Após pressão do setor produtivo, Pivetta mantém Fethab e indica mudança estrutural
Política POR: Redação
POSTADO EM: 11/04/2026
Governador confirma manutenção do modelo atual até o fim de 2026 e abre caminho para possível extinção do Fethab 2, alvo de críticas do setor produtivo.
O Governador de Mato Grosso, Otaviano Pivetta, confirmou a manutenção do congelamento do Fundo Estadual de Transporte e Habitação (Fethab) até dezembro de 2026 e sinalizou uma mudança mais profunda: o fim do chamado Fethab 2 a partir de 2027.
A decisão ocorre em meio à crescente pressão do setor produtivo, que há meses cobra do governo estadual medidas para aliviar os custos no campo. O Fethab, principal mecanismo de financiamento da infraestrutura logística do Estado, tem sido apontado por produtores como um dos fatores que impactam diretamente a rentabilidade das atividades agropecuárias.
O congelamento já havia sido formalizado por decreto estadual, que mantém os valores da base de cálculo sem reajustes ao longo de 2026, garantindo previsibilidade aos produtores em um cenário econômico considerado desafiador.
Na prática, o governo decidiu utilizar como referência os valores da Unidade Padrão Fiscal (UPF) de 2025 para todo o ano seguinte, evitando aumentos automáticos na contribuição.
A sinalização mais relevante, no entanto, está no futuro do Fethab 2 — modalidade adicional do fundo que incide sobre determinadas cadeias produtivas. Segundo Pivetta, a tendência é que o mecanismo não seja renovado após o prazo atual, que se encerra em dezembro de 2026.
A possível extinção atende diretamente a uma das principais reivindicações do agronegócio mato-grossense. Entidades do setor vêm alertando para o impacto do tributo sobre as margens de produção, especialmente em um cenário de custos elevados e queda na rentabilidade.

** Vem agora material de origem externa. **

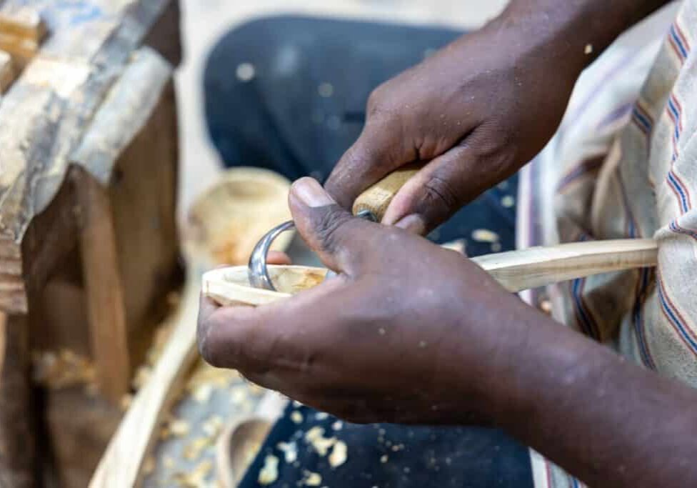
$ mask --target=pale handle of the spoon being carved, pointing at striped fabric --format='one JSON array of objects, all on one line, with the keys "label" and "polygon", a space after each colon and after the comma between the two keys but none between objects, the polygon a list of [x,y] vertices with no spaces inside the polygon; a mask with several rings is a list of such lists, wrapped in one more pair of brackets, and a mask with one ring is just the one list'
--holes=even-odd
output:
[{"label": "pale handle of the spoon being carved, pointing at striped fabric", "polygon": [[658,244],[653,239],[618,239],[531,247],[472,261],[509,291],[520,292],[593,274],[654,267],[657,259]]}]

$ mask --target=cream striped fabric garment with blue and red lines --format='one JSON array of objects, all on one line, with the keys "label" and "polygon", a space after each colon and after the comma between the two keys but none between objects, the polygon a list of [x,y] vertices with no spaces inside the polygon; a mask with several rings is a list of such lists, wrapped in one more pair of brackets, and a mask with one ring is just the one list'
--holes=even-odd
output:
[{"label": "cream striped fabric garment with blue and red lines", "polygon": [[[697,0],[623,35],[521,174],[518,247],[651,237],[658,267],[524,293],[568,327],[697,387]],[[583,484],[531,452],[536,487]]]}]

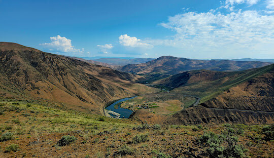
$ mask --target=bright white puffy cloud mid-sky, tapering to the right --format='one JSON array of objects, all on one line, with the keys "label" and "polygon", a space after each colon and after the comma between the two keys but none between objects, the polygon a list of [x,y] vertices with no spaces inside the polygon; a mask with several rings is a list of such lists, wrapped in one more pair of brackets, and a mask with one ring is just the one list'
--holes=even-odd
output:
[{"label": "bright white puffy cloud mid-sky, tapering to the right", "polygon": [[130,37],[127,34],[119,36],[119,43],[127,47],[153,48],[152,45],[142,42],[141,39],[138,39],[136,37]]}]

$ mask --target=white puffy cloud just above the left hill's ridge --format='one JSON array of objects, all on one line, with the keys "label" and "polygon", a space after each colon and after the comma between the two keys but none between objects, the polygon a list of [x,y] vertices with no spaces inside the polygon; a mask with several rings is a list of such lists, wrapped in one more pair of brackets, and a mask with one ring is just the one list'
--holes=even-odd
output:
[{"label": "white puffy cloud just above the left hill's ridge", "polygon": [[61,37],[60,35],[50,37],[51,43],[40,44],[50,51],[57,52],[68,52],[68,53],[83,53],[84,49],[75,49],[72,46],[71,39],[67,39],[66,37]]}]

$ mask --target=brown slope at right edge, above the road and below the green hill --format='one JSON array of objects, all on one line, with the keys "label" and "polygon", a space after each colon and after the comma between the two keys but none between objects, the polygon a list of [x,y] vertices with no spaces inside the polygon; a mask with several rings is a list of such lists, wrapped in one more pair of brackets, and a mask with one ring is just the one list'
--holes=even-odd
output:
[{"label": "brown slope at right edge, above the road and below the green hill", "polygon": [[274,71],[232,87],[201,105],[209,108],[274,111]]}]

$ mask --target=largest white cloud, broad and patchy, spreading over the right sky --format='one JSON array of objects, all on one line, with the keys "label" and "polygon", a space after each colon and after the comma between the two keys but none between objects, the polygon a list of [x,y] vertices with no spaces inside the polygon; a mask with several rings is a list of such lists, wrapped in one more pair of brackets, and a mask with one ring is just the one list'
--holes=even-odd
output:
[{"label": "largest white cloud, broad and patchy, spreading over the right sky", "polygon": [[[169,17],[161,25],[176,32],[174,39],[165,39],[162,44],[189,51],[221,52],[232,48],[262,51],[274,46],[274,16],[257,11],[188,12]],[[160,44],[159,40],[153,44],[157,43]]]}]

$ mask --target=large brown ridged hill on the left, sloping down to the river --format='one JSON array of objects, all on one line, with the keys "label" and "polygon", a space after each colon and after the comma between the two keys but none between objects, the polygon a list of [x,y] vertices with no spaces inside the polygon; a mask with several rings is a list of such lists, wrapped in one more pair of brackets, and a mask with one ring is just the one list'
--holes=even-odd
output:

Dados apresentados por representantes do setor indicam que, em algumas culturas, o custo do Fethab já supera ou compromete significativamente o lucro líquido dos produtores, intensificando o debate sobre a sustentabilidade do modelo atual.
A posição de Pivetta é interpretada como um movimento de equilíbrio entre responsabilidade fiscal e pressão política do agronegócio, principal base econômica do Estado.
Apesar da sinalização positiva ao setor, o governo ainda evita cravar uma decisão definitiva, destacando que qualquer mudança precisará considerar o impacto nas contas públicas, já que o Fethab é uma das principais fontes de investimento em infraestrutura, especialmente em rodovias.
A manutenção do congelamento e a possível extinção do Fethab 2 colocam o tema no centro do debate político e econômico em Mato Grosso — com reflexos diretos nas eleições e nas articulações entre governo e setor produtivo nos próximos meses.